Euthanasia doctor in Belgium has helped 140 people to die


As Belgium's euthanasia laws come under scrutiny over the death of a woman with autism, one physician admits he has personally ended the lives of around 140 people.

Despite the staggering death toll, Dr Marc Van Hoey told the Daily Mail it is 'never easy' to end a person's life.

'That would make me sound like a terrible sadist. It is an act of pity. An act of empathy,' he said.

The 57-year-old, who is based in Antwerp, told the newspaper that the people he has euthanised include a good friend of more than 15 years after she had a stroke, a 34-year-old woman with chronic depression, and another friend who was suffering from pancreatic cancer.

'He was really suffering badly,' he said.

While Dr Van Hoey is unapologetic about helping people to end their lives, he is facing the possibility of prison as the Belgian authorities investigate the 2015 euthanisation of an elderly woman who was struggling to come to terms with the sudden death of her daughter.

'It is like the Sword of Damocles hanging over me,' he said. 'It's very worrying but my conscience is clear.'

The case has yet to go to court but while the investigation continues, Dr Van Hoey is not allowed to participate in any more mercy killings.
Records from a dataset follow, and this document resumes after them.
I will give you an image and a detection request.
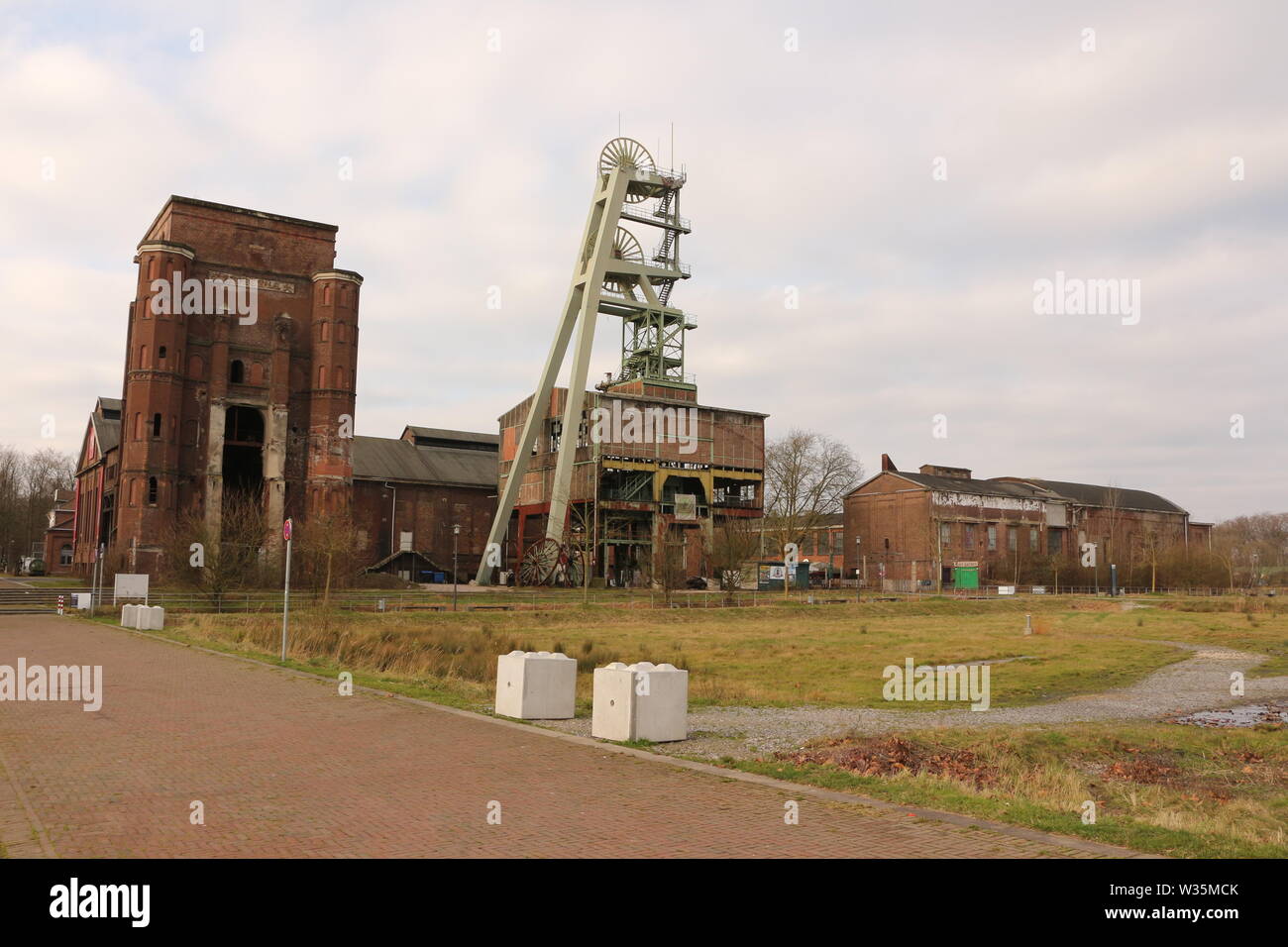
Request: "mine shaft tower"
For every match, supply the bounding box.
[477,138,696,585]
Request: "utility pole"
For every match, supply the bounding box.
[282,519,292,661]
[452,526,461,612]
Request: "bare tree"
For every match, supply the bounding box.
[707,517,760,598]
[0,447,76,570]
[299,510,358,605]
[161,492,271,600]
[765,428,863,559]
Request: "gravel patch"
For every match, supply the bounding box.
[542,642,1288,759]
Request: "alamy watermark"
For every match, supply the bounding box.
[590,401,698,454]
[0,657,103,711]
[881,657,992,710]
[149,273,259,326]
[1033,269,1140,326]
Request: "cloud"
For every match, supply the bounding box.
[0,3,1288,519]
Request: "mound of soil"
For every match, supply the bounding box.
[776,737,997,786]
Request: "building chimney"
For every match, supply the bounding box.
[921,464,970,480]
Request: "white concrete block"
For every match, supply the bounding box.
[590,661,635,740]
[496,651,577,720]
[632,661,690,743]
[590,661,690,743]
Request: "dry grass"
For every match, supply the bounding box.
[729,723,1288,858]
[165,599,1288,710]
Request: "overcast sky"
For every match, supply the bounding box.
[0,0,1288,520]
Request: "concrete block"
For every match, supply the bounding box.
[631,661,690,743]
[590,661,690,743]
[496,651,577,720]
[590,661,635,740]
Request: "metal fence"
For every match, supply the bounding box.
[0,581,1288,617]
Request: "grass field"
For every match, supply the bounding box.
[93,598,1288,857]
[722,723,1288,858]
[136,599,1288,714]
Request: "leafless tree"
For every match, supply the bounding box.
[707,517,760,596]
[765,428,863,559]
[299,510,358,604]
[161,492,274,600]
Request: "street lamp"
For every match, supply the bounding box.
[452,526,461,612]
[854,536,863,604]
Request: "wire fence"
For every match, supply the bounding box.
[0,581,1288,617]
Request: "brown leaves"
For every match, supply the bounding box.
[778,737,997,786]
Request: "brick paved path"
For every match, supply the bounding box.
[0,616,1133,858]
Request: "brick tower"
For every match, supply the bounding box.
[113,197,362,571]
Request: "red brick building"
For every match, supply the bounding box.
[68,197,499,579]
[353,425,501,582]
[494,378,767,585]
[43,489,76,576]
[845,455,1211,590]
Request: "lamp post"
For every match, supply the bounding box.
[452,526,461,612]
[854,536,863,604]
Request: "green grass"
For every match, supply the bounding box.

For another three doctors practising euthanasia in Belgium, the authorities have already moved ahead with criminal charges.

The doctors from East Flanders are to stand trial on suspicion of poisoning Tine Nys, a 38-year-old woman who was diagnosed with autism two months before her assisted suicide.
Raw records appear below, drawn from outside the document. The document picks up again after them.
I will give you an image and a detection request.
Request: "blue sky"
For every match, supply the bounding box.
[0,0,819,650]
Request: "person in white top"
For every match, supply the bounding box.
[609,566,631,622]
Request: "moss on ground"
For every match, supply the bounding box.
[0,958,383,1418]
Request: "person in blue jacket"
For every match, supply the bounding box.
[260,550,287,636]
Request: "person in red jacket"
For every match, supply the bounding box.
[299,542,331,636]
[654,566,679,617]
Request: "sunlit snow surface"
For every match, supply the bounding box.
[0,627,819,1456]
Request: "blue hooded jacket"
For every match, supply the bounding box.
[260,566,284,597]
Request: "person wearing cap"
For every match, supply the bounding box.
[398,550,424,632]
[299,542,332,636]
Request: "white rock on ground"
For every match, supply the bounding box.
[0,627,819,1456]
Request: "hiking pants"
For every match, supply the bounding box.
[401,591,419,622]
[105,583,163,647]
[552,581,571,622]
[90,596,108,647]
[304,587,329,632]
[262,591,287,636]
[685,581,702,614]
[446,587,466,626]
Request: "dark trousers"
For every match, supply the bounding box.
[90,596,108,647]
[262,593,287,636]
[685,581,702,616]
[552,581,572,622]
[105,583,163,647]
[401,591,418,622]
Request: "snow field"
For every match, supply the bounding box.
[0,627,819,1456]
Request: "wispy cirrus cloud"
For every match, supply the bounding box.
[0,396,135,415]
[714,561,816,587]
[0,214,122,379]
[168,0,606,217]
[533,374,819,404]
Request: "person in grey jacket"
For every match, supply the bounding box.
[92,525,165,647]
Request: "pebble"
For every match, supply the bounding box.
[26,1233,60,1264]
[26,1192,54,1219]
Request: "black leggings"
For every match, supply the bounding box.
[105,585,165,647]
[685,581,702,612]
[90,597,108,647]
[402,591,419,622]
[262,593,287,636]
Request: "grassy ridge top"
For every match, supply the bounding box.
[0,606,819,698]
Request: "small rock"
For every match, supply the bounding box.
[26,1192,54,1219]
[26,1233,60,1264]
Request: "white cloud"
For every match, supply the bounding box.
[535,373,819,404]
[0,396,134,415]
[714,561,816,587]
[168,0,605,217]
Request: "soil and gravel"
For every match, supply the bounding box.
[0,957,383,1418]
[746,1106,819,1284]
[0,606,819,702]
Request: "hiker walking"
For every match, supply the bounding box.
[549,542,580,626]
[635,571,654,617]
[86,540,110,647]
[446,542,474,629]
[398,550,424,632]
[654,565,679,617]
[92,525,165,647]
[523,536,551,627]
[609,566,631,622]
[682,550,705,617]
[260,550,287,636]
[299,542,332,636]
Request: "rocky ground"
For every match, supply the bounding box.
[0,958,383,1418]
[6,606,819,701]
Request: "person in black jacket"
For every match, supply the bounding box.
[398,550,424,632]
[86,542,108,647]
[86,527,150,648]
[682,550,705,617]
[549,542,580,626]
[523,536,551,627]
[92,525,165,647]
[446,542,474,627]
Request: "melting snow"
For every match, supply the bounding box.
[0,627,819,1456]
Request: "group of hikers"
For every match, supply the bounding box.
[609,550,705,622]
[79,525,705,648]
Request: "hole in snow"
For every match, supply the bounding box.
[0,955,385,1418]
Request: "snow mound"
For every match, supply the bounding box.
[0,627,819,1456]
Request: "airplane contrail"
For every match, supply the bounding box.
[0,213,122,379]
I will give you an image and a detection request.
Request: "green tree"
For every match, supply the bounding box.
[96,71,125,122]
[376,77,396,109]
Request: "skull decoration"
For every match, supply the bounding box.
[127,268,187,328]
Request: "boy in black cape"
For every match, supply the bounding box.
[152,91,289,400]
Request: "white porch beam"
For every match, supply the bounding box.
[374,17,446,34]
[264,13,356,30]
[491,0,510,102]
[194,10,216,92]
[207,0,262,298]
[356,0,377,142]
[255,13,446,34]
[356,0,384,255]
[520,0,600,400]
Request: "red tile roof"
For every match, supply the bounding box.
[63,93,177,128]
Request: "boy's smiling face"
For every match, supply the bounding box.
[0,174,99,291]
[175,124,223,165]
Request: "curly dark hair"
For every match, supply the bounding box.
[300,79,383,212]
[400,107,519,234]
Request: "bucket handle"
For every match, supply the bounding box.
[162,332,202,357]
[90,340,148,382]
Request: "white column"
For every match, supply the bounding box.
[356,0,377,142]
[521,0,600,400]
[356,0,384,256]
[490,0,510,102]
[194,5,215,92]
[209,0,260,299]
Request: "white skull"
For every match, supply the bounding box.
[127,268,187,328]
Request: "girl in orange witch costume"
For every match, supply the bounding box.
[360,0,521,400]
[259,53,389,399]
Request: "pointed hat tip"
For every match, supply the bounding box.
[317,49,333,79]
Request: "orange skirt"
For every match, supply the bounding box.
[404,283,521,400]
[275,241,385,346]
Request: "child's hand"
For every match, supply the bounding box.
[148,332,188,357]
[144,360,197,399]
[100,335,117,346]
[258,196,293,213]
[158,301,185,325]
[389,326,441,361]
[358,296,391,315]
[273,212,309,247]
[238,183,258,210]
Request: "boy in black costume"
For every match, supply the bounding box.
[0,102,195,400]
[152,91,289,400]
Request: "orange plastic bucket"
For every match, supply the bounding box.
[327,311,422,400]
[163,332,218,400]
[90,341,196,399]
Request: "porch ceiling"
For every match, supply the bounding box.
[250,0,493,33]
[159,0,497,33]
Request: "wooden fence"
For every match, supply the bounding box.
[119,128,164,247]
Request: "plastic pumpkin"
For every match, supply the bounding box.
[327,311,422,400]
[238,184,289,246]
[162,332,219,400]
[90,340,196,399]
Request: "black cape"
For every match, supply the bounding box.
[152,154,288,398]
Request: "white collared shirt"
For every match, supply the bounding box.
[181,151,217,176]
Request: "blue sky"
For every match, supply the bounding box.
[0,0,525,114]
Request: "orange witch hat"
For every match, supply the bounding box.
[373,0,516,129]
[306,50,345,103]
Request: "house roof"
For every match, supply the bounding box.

News of the prosecutions has been welcomed by Brother Rene Stockman, the head of a Catholic order that runs psychiatric homes in Belgium, saying euthanasia in the country was 'uncontrolled'.

'We all know that Belgium is on the top with a very liberal law on euthanasia, even for minors and psychiatric patients,' he said.

'We can only hope that this case will invite people to reflect which way they are going with society, where absolute freedom and autonomy and self-determination have become absolute number one on the scale of values.'

Belgium has some of the most liberal euthanasia laws anywhere in the world, allowing children of any age to request assisted suicide as long as they are deemed to have the mental capacity to do so and the consent of their parents.